One of the many decisions on your surrogacy journey is how you will feed your newborn. While you may not be physically carrying your child, there are still many options to provide breast milk to your baby - one of those that includes you nursing your baby. Yes, it is possible!
Outlined below are several options to consider:
- Surrogate Pumping
- Inducing Lactation
- Milk Bank
- Donor Milk
- Formula Feeding
Surrogate Pumping Breast Milk:
Many surrogates pump breast milk for their surrogate babies. This is a commitment that both parties should discuss during the contract phase. Things to consider when asking your surrogate to pump would be:
- Availability for her to pump and for how long (6 weeks, 3 months, etc)
- Reimbursement for each ounce of breast milk
- Providing her the resources to be able to pump (equipment, storage bags, shipping boxes, dry ice)
- Coordination of the storage and shipment of the breast milk (Will you overnight the delivery OR meet to exchange the goods!)
Even though both parties may have agreed that the surrogate will pump breast milk, there are times when pumping doesn’t work out as expected, so it’s always good to have a plan B in place.
Part of your Plan B or maybe even your Plan A may be to self-induce lactation. Inducing lactation can be done without the use of medication simply using a breast pump. If you begin the process early enough in the pregnancy, chances are that you will be producing milk by time baby is born! This takes a lot of dedication and self discipline to pump every few hours to stimulate the production of breast milk.
If you don’t have enough milk production by the time baby arrives, there are also Supplemental Nursing Systems that can help to provide additional nutrition.
If that doesn't sounds like your cup of milk, then discuss your desire to breastfeed with your medical provider. Your medical provider may be able to prescribe medications to help you begin to produce milk.
Another option to consider researching would be local Milk Banks. A milk bank is not always guaranteed to have a supply, as it is based on medical need first, however this may be an option if the other items don’t work out. Milk Banks do charge a fee for this service and sometimes offer discounts based on financial needs.
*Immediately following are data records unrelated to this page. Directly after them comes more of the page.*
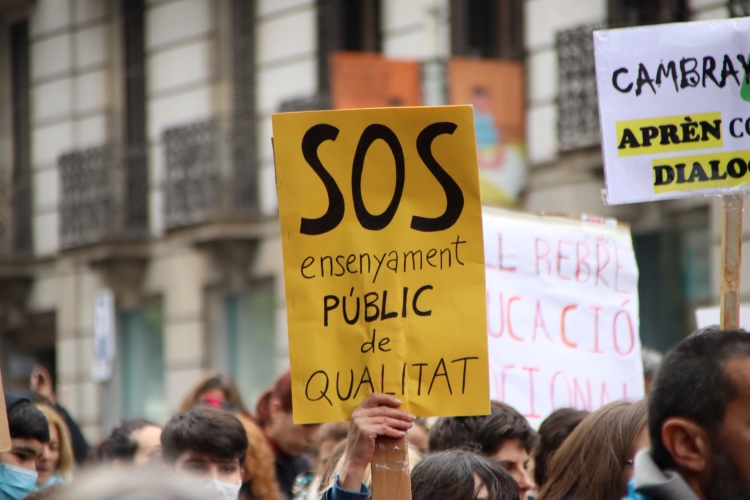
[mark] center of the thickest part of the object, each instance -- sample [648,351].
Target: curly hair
[259,471]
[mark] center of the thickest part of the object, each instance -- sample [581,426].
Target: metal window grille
[245,171]
[89,206]
[193,185]
[136,167]
[739,8]
[18,231]
[578,109]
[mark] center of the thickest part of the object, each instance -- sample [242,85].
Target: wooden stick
[390,469]
[5,444]
[731,258]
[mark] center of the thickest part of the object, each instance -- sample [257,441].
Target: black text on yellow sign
[669,133]
[383,260]
[690,173]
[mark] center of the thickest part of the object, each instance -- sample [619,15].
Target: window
[21,111]
[487,28]
[346,25]
[251,340]
[141,357]
[675,277]
[643,12]
[136,170]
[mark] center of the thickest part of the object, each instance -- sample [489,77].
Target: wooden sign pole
[731,257]
[390,469]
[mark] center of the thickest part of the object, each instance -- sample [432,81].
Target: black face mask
[728,480]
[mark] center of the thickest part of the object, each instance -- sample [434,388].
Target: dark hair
[281,390]
[449,475]
[590,463]
[26,421]
[692,383]
[120,444]
[487,433]
[553,431]
[204,429]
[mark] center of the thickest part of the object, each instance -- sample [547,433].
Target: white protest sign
[562,312]
[674,108]
[709,316]
[104,336]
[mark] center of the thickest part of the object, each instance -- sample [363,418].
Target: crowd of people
[689,440]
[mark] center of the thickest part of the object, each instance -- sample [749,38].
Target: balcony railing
[209,176]
[578,109]
[98,199]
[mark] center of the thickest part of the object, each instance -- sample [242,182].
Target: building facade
[135,158]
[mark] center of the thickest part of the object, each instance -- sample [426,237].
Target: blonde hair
[336,463]
[66,463]
[214,381]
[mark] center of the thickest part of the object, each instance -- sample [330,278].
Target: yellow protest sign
[383,260]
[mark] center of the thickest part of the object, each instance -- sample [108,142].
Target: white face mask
[223,491]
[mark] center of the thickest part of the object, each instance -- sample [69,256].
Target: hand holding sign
[378,415]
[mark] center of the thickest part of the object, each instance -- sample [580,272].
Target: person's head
[274,415]
[553,431]
[595,462]
[503,435]
[461,475]
[218,390]
[58,452]
[258,471]
[651,360]
[29,432]
[134,442]
[698,408]
[335,465]
[206,443]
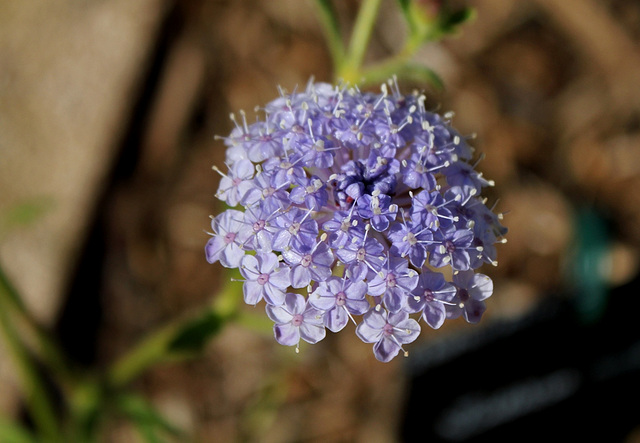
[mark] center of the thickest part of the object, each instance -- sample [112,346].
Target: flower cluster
[355,206]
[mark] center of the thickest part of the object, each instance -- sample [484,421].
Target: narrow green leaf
[331,26]
[11,432]
[195,334]
[25,213]
[146,417]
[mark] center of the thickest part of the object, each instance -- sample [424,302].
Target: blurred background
[108,111]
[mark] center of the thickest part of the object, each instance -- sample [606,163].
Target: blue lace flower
[356,199]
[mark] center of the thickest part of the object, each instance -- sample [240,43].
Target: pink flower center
[263,279]
[306,261]
[259,225]
[428,295]
[297,320]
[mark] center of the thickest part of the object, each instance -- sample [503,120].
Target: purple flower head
[362,256]
[230,235]
[332,181]
[472,290]
[340,298]
[265,277]
[393,283]
[296,319]
[237,182]
[388,331]
[430,297]
[309,262]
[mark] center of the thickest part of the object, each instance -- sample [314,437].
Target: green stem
[160,346]
[359,42]
[35,392]
[331,28]
[45,347]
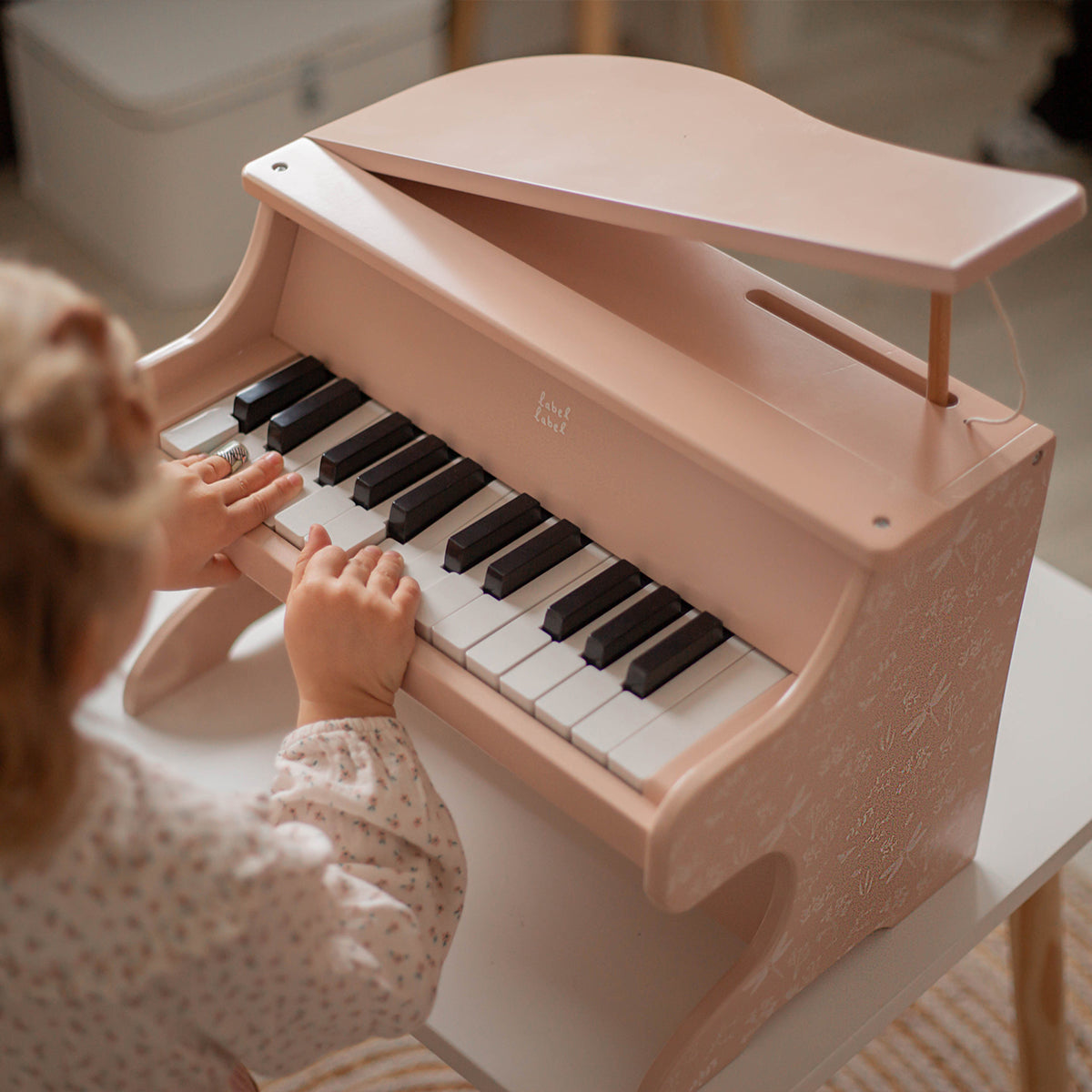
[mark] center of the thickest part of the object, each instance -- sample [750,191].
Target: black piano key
[370,445]
[392,475]
[300,421]
[257,403]
[415,511]
[676,652]
[634,625]
[520,566]
[491,533]
[593,598]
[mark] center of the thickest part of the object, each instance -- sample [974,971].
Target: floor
[922,74]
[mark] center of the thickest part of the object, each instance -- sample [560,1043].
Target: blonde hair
[77,500]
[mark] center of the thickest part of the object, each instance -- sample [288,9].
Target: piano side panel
[771,582]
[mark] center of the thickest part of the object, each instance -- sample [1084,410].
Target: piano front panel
[769,581]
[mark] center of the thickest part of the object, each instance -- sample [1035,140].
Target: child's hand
[211,509]
[349,629]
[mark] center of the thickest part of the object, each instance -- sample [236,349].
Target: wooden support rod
[596,26]
[940,330]
[1036,936]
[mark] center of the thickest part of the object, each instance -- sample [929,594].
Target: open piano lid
[682,151]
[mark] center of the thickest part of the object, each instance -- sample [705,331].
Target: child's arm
[349,629]
[347,932]
[208,509]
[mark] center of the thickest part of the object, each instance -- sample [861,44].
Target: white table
[562,976]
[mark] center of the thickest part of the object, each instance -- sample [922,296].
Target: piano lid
[682,151]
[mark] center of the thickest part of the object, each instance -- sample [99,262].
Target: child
[153,936]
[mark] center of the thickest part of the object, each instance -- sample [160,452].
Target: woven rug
[958,1037]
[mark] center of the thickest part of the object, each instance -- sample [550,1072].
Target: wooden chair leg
[464,22]
[197,637]
[1036,938]
[726,33]
[596,26]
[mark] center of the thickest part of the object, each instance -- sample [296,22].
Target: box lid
[161,63]
[682,151]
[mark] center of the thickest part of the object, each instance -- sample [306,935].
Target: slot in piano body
[775,465]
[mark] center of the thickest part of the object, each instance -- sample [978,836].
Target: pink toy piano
[725,578]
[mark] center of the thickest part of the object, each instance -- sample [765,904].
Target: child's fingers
[248,480]
[259,506]
[318,539]
[387,573]
[407,596]
[211,469]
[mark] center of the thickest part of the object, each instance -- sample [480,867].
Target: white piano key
[625,714]
[321,506]
[202,432]
[529,681]
[311,451]
[502,651]
[580,694]
[475,622]
[355,527]
[642,754]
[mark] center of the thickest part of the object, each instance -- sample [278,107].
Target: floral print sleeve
[175,932]
[360,931]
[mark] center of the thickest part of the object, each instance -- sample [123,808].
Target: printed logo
[551,415]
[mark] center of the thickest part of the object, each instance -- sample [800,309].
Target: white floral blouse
[173,933]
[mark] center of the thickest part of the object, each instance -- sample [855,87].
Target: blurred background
[126,125]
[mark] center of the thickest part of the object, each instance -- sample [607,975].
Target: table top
[562,976]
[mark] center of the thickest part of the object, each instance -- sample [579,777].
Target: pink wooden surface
[683,151]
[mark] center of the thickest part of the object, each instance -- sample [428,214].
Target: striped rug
[958,1037]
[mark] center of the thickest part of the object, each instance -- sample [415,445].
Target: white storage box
[136,117]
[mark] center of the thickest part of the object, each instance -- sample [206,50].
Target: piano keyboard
[579,639]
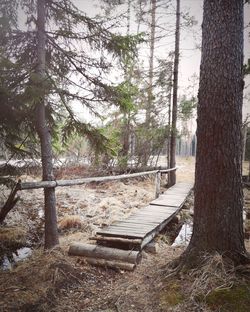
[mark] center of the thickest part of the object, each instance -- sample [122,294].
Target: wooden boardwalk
[141,227]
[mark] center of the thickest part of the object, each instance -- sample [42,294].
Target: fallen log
[101,252]
[119,265]
[117,240]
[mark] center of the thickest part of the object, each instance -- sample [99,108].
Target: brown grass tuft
[70,222]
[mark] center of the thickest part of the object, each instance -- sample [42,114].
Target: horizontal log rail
[55,183]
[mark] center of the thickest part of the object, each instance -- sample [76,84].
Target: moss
[172,295]
[235,299]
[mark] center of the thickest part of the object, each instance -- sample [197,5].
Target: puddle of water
[20,254]
[184,235]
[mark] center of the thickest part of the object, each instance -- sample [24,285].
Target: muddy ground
[53,281]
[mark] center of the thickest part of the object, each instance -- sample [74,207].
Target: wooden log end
[102,252]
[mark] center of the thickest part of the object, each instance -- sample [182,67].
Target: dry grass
[70,222]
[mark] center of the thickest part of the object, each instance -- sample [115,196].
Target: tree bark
[172,176]
[148,121]
[43,131]
[218,197]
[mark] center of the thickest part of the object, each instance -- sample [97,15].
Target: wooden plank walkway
[146,223]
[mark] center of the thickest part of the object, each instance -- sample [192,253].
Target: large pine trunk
[172,162]
[51,234]
[218,199]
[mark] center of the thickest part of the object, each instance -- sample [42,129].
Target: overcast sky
[190,55]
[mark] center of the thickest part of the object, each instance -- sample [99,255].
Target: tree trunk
[51,234]
[147,144]
[218,197]
[172,176]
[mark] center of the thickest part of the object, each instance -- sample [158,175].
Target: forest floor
[54,281]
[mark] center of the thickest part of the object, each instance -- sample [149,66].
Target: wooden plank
[52,184]
[122,230]
[164,201]
[119,234]
[146,223]
[134,224]
[139,222]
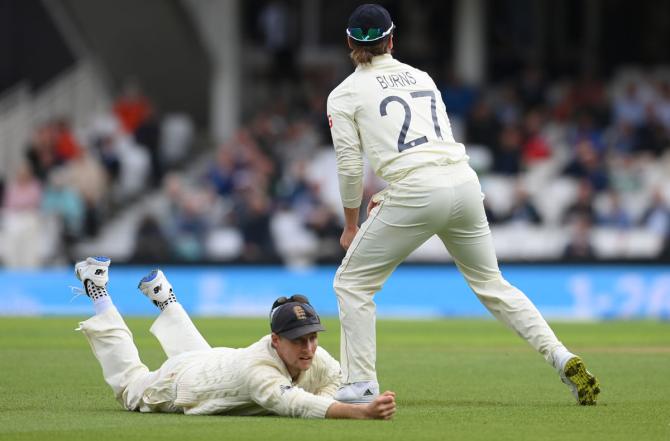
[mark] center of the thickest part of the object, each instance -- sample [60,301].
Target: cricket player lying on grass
[284,373]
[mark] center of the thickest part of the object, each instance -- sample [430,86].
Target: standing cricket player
[284,373]
[393,113]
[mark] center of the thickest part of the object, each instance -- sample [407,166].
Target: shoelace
[78,292]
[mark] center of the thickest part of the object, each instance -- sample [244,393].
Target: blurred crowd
[584,160]
[72,180]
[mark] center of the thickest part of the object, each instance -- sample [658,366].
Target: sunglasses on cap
[283,300]
[372,34]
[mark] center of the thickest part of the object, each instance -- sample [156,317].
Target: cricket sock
[101,299]
[163,305]
[560,357]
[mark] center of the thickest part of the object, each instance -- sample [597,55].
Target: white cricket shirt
[394,114]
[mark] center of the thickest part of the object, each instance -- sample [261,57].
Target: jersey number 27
[403,144]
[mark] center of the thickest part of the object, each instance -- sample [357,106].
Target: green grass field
[455,379]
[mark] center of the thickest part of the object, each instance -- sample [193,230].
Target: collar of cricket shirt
[377,60]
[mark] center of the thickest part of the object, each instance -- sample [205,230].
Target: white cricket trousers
[446,201]
[134,386]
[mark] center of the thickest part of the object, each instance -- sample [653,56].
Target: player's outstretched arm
[382,408]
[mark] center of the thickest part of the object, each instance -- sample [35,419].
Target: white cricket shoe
[155,286]
[357,393]
[582,383]
[95,269]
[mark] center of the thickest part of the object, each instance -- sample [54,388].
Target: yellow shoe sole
[586,384]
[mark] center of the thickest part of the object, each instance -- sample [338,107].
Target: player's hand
[348,236]
[383,407]
[372,204]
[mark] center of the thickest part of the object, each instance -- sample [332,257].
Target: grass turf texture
[455,379]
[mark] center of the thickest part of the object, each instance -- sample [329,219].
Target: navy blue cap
[369,24]
[294,319]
In addition to a Milk Bank, there are Facebook Groups where women donate extra breast milk that they have produced for no extra cost. Most times these groups are state specific so you are more likely to find a donor within close proximity to your home. If you go this route, you will want to consider testing for the donor.
Formula feeding may be the best option to ensure your baby is receiving optimal nutrition. There are many different baby formulas out there today, so do your research on what is important to you. The Baby Brezza is a great tool that helps provide warm bottles on demand with just the press of a button!